IOW, each sublist should be part of an equivalence class of p. That notion only makes sense if p is an equivalence relation. In particular, you need p x y ≡ p y x, and the defining equation also assumes that p x x is always true.

The implementation in the standard libraries shows that idea quite clearly: each x:ys list in the result has ys defined by the span of elements that are equivalent to x by the relation. So in your case, you get 1:[6,4,2], where 6,4,2 are all greater than 1.
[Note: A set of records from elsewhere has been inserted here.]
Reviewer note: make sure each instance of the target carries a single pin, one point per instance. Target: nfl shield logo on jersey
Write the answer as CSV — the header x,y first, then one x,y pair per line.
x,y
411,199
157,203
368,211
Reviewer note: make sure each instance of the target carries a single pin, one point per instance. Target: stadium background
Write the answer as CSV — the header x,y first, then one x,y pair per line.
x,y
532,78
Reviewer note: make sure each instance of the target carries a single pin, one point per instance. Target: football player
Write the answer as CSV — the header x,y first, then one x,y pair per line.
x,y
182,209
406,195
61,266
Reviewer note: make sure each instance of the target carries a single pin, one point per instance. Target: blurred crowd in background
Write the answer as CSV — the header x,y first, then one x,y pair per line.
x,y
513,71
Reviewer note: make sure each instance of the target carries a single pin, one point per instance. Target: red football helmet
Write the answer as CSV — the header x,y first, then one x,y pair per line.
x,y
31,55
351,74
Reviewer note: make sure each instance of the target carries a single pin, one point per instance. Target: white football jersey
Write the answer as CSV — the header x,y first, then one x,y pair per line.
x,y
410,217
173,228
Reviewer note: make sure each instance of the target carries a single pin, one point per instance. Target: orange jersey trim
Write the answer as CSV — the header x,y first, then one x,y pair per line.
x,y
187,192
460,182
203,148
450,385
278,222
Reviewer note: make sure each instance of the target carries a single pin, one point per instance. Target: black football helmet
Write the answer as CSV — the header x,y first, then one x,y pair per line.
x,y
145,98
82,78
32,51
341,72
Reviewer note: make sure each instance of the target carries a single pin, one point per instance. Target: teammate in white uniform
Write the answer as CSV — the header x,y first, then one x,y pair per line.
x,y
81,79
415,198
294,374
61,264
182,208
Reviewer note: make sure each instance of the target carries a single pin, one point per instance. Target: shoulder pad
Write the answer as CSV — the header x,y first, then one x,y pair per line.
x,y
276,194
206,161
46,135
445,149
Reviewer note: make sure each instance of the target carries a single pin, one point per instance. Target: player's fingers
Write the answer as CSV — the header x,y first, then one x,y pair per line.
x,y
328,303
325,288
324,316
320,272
Evidently, groupBy doesn't actually check p x y for all pairs of elements in the result lists, so this really only makes sense if p is indeed an equivalence relation.

What you expected the idea to be – and IMO this is not unreasonable – is that only for all x,y such that x is the left neighbour of y, you want p x y to hold. This is in general a weaker condition, but if p is an equivalence relation then it actually implies the original condition, because such a relation also is transitive. So maybe the implementation should actually be

groupBy' :: (a -> a -> Bool) -> [a] -> [[a]]
groupBy' _ [] = []
groupBy' _ (x:l) = (x:xs) : zss
 where (xs,zss) = case l of
        [] -> ([],[])
        zs@(y:_)
         -> let ys:zss' = groupBy' p zs
            in if p x y then (ys, zss')
                        else ([], ys:zss')

(This could be simplified a bit, but then it wouldn't be as lazy as the old implementation.)